Re: [PATCH 2/4] arm64/x86: KVM: Introduce steal time cap

Andrew Jones <drjones@xxxxxxxxxx> · Mon, 22 Jun 2020 13:04:07 +0200

On Mon, Jun 22, 2020 at 11:39:49AM +0100, Marc Zyngier wrote:
> On 2020-06-22 11:31, Andrew Jones wrote:
> > On Mon, Jun 22, 2020 at 10:51:47AM +0100, Marc Zyngier wrote:
> > > On 2020-06-22 09:41, Andrew Jones wrote:
> > > > On Mon, Jun 22, 2020 at 09:20:02AM +0100, Marc Zyngier wrote:
> > > > > Hi Andrew,
> > > > >
> > > > > On 2020-06-19 19:46, Andrew Jones wrote:
> > > > > > arm64 requires a vcpu fd (KVM_HAS_DEVICE_ATTR vcpu ioctl) to probe
> > > > > > support for steal time.
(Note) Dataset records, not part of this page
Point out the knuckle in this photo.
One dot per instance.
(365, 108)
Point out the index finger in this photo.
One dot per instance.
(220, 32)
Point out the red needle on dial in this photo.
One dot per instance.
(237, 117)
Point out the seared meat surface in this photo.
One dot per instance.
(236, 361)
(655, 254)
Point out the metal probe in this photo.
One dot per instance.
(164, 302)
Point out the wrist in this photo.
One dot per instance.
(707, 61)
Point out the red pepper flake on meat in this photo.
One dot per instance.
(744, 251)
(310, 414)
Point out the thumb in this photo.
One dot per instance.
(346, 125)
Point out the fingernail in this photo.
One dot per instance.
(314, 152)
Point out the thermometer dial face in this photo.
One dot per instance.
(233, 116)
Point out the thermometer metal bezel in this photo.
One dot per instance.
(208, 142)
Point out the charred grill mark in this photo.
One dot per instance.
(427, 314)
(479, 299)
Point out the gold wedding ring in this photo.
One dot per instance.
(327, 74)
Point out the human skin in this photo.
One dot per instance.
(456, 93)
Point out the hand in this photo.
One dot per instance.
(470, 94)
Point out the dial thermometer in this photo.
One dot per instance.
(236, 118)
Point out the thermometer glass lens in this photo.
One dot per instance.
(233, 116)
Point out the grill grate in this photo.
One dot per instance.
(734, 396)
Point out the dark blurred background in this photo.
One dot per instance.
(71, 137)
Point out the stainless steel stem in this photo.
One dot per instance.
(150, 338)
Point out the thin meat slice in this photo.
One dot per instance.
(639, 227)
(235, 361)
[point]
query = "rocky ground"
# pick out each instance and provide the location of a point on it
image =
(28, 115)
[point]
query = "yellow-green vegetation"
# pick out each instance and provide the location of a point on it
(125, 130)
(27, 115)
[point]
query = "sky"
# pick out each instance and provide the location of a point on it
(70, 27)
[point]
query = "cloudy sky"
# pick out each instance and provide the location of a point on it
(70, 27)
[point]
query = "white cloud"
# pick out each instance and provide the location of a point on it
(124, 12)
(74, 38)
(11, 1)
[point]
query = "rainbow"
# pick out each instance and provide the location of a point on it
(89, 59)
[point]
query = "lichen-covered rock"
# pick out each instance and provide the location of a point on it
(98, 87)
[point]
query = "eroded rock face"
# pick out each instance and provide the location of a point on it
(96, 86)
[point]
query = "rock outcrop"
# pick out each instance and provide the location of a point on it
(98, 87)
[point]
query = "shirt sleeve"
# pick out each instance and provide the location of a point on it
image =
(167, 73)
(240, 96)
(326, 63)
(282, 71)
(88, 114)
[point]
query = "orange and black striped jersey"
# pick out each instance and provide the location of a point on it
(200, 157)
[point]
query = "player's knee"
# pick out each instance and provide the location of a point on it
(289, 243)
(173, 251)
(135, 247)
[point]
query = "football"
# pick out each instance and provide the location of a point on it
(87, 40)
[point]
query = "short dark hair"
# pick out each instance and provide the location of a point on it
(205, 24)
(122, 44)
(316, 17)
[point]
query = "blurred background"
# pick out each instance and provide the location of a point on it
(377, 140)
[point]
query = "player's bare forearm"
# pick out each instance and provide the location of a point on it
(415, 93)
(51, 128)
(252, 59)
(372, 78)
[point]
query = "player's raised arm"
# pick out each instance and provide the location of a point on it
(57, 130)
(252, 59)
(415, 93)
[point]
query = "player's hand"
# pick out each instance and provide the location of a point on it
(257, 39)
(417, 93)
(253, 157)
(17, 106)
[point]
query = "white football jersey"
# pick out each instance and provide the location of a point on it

However this is unnecessary and complicates
> > > > > > userspace (userspace may prefer delaying vcpu creation until after
> > > > > > feature probing). Since probing steal time only requires a KVM fd,
> > > > > > we introduce a cap that can be checked.
> > > > >
> > > > > So this is purely an API convenience, right? You want a way to
> > > > > identify the presence of steal time accounting without having to
> > > > > create a vcpu? It would have been nice to have this requirement
> > > > > before we merged this code :-(.
> > > >
> > > > Yes. I wish I had considered it more closely when I was reviewing the
> > > > patches. And, I believe we have yet another user interface issue that
> > > > I'm looking at now. Without the VCPU feature bit I'm not sure how easy
> > > > it will be for a migration to fail when attempting to migrate from a
> > > > host
> > > > with steal-time enabled to one that does not support steal-time. So it's
> > > > starting to look like steal-time should have followed the pmu pattern
> > > > completely, not just the vcpu device ioctl part.
> > > 
> > > Should we consider disabling steal time altogether until this is
> > > worked out?
> > 
> > I think we can leave it alone and just try to resolve it before merging
> > QEMU patches (which I'm working on now). It doesn't look like kvmtool or
> > rust-vmm (the only other two KVM userspaces I'm paying some attention
> > to)
> > do anything with steal-time yet, so they won't notice. And, I'm not sure
> > disabling steal-time for any other userspaces is better than just trying
> > to keep them working the best we can while improving the uapi.
> 
> Is it only migration that is affected? Or do you see issues that would
> affect non-migrating userspace?

If we don't consider the need to check sched_info_on(), then other than
the probing requiring a vcpu fd (which isn't a show stopper, just not
super convenient), then I don't see any other issues for non-migrating
userspace.

> 
> [...]
> 
> > > Accepting the pvtime attributes (setting up the per-vcpu area) has two
> > > effects: we promise both the guest and userspace that we will provide
> > > the guest with steal time. By not checking sched_info_on(), we lie to
> > > both, with potential consequences. It really feels like a bug.
> > 
> > Yes, I agree now. Again, following the pmu pattern looks best here. The
> > pmu will report that it doesn't have the attr support when its
> > underlying
> > kernel support (perf counters) doesn't exist. That's a direct analogy
> > with
> > steal-time relying on sched_info_on().
> 
> Indeed. I'd be happy to take a fix early if you can spin one.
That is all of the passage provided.